In wireless communication technology such as portable equipment, of which portable telephones are representative, data-communication rates are continually increasing. As the used frequencies increase from several hundred MHz to GHz (e.g., in overseas roaming services, etc.), multiple frequencies are switched among and used in a single unit of equipment.
Conventionally, a device having a coil (inductor) used in high-frequency circuits of such equipment comprises a substrate, such as a silicon substrate, a conductive loop, and two conductive supports (see FIG. 1 of Patent Document 1, below). Another conventional device comprises a substrate, such as a silicon substrate, a conductive spiral, two conductive supports, and two conductive hinged plates (see FIG. 5 of Patent Document 1, below). The conductive loop and the conductive spiral each comprise a coil (inductor).
In the device disclosed in FIG. 1 of Patent Document 1, one end of the conductive loop is mechanically connected to the substrate by one of the conductive supports, the other end of the conductive loop is mechanically connected to the substrate by the other conductive support. Thus, the conductive loop is supported so as to float relative to the substrate by means of the two conductive supports. Mechanical connections to the conductive loop are made by mechanically connecting the ends of the conductive loop to respective ends of the two conductive supports.

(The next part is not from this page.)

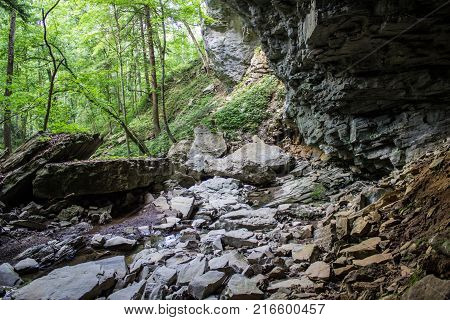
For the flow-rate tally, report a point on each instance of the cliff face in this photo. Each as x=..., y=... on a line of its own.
x=230, y=43
x=367, y=80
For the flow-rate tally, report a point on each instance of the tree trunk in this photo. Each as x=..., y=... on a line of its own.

In the device disclosed in FIG. 5 of Patent Document 1, one of the conductive hinged plates that has been hinge-coupled to the substrate and one end of the conductive spiral are mechanically connected by one of the conductive supports. The other conductive hinged plate that has been hinge-coupled to the substrate and the other end of the conductive spiral are mechanically connected by the other conductive support. Thus, the conductive spiral is supported so as to float relative to the substrate by means of the two conductive supports and the two conductive hinged plates. Mechanical connections to the conductive spiral are made by both ends of the conductive spiral being respectively mechanically connected to the ends of the two conductive supports.
In such conventional devices, floating the coil (conductive loop or conductive spiral) relative to the substrate reduces parasitic capacitance between the coil and the substrate, even in cases in which the substrate is conductive, such as a silicon substrate.
In Patent Document 2, below, various structures are disclosed that support a mirror board, comprising a thin film, in a non-parallel fashion, such as vertically, with respect to a substrate.
Patent Document 1: Japan Unexamined Patent Application Publication No. 2000-150251.
Patent Document 2: International Publication No. 03/060592 pamphlet.